Aims
Apart from endoscopic submucosal dissection (ESD), endoscopic intermuscular dissection (EID) and exposed full-thickness resection (EFTR) extend curative endoscopic resection to the ultra-distal rectum, but multicenter outcome data are scarce. We evaluated oncological adequacy, safety and rectal preservation of a multimodal dissection strategy for malignant rectal lesions.
Methods
We analyzed a prospectively maintained database of 275 consecutive advanced endoscopic rectal resections performed in three Greek ESD referral centers (Dec-2021 to Oct-2025). All lesions classified as malignant (pT1a or more) were included. Resections were categorized as ESD or EID±EFTR. R0 required clear lateral and vertical margins. High-risk histology was defined as pT1a lesions with, lymphovascular or perineural invasion, poor differentiation or tumor budding Bd2–3 or pT1b and PT2 lesions. Primary outcomes were en-bloc and R0 resection; secondary outcomes were adverse events (AEs), local recurrence and need for radical rectal surgery (TME). Statistical analysis was performed using R Statistical Software (v4.4.1; R Core Team 2021).
Results
Among 275 rectal resections, 46 (16.7%) malignant lesions were analyzed (ESD 30, EID±EFTR 16). EID±EFTR was mainly used for ultra-distal lesions (median distance from anal verge 10 vs 75 mm for ESD, p=0.044) with higher rates of fibrosis (57% vs 21%) and previous neoadjuvant therapy (31% vs 4.3%). Pathological staging was also more advanced in the EID±EFTR group, with a higher proportion of pT2 cancers (38% vs 6.9%). Despite this selection bias toward technically challenging lesions, en-bloc and R0 resection rates remained high at 96% and 80%, respectively, with similar R0 between ESD and EID±EFTR (86% vs 69%; p>0.2). High-risk histology was present in 31/46 (69%). AEs occurred in 5/46 (11%), all managed non-surgically. Radical surgery was required in 10/46 (22%), yielding a rectal-preservation rate of 78%. A median follow up of 14 months (IQR: 7-32) was available in 18 patients, local recurrence occurred in 3 (17%) with no significant differences in recurrence or survival outcomes between techniques.

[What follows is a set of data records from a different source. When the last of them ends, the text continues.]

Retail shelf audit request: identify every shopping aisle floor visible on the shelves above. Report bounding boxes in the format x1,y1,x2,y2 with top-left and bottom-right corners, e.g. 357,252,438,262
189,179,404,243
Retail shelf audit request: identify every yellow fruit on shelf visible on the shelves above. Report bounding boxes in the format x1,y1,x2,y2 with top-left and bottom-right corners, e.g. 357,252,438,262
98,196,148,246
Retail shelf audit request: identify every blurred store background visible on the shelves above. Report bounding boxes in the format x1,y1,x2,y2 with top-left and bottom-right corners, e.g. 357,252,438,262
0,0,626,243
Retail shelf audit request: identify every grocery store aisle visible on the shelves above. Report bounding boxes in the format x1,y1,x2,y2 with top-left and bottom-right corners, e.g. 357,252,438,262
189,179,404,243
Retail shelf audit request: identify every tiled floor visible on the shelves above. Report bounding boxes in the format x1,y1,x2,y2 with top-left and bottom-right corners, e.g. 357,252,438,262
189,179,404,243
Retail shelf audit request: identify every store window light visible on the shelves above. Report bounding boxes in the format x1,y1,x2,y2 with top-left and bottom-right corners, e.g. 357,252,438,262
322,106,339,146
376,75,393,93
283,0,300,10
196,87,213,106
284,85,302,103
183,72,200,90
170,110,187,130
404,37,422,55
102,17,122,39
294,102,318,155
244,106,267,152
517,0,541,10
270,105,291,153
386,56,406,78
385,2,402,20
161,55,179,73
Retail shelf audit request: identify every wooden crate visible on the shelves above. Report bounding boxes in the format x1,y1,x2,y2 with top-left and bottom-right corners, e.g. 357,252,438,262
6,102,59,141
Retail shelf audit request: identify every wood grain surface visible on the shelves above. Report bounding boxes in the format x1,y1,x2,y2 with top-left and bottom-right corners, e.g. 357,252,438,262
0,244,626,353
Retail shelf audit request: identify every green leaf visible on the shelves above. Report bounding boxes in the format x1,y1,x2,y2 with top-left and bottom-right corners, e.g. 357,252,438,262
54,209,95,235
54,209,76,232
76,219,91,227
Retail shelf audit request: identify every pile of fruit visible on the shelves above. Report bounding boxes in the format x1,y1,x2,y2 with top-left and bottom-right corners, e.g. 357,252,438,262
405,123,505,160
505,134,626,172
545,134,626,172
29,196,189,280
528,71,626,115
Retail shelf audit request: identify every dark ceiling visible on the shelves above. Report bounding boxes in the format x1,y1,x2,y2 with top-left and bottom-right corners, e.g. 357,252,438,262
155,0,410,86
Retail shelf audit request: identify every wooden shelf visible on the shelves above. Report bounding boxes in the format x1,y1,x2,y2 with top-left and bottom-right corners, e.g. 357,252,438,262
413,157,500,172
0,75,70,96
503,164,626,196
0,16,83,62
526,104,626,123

Full data are provided on Table 1.
Table 1. Baseline characteristics by type of resection
|
Characteristic |
EID+/-EFTR N = 16 |
ESD N = 30 |
p-value |
|---|---|---|---|
|
Lesion size (mm) |
25 (20, 43) |
39 (25, 65) |
0.073 |
|
Distance from anus (mm) |
10 (0, 30) |
75 (5, 145) |
0.044 |
|
Preoperative neoadjuvant treatment |
4 (31%) |
1 (4.3%) |
0.047 |
|
Postoperative adjuvant treatment |
4 (31%) |
3 (13%) |
0.2 |
|
R0 |
11 (69%) |
25 (86%) |
0.2 |
|
En bloc resection |
16 (100%) |
27 (93%) |
0.5 |
|
Fibrosis |
8 (57%) |
5 (21%) |
0.035 |
|
Pathological staging |
|
|
0.016 |
|
pT1a |
4 (25%) |
12 (41%) |
|
|
pT1b |
5 (31%) |
15 (52%) |
|
|
pT2 |
7 (44%) |
2 (6.9%) |
|
|
High risk histology |
12 (75%) |
19 (66%) |
0.7 |
|
Complications |
1 (6.3%) |
4 (14%) |
0.6 |
|
Follow up months |
17 (8, 30) |
14 (6, 32) |
0.8 |
|
Recurrence |
2 (25%) |
1 (10%) |
0.6 |
|
Surgery |
3 (19%) |
7 (23%) |
>0.9 |
|
Rectal preservation |
13 (81%) |
23 (77%) |
>0.9 |
Conclusions
In this three-center cohort, a multimodal dissection strategy combining ESD, EID and EFTR safely extends curative intent to the ultra-distal rectum, with high R0 rates, low morbidity and >75% of rectal preservation despite a substantial burden of high-risk histology. Although the retrospective, observational design introduces expected selection bias between resection methods, these data remain particularly valuable given the scarcity of evidence.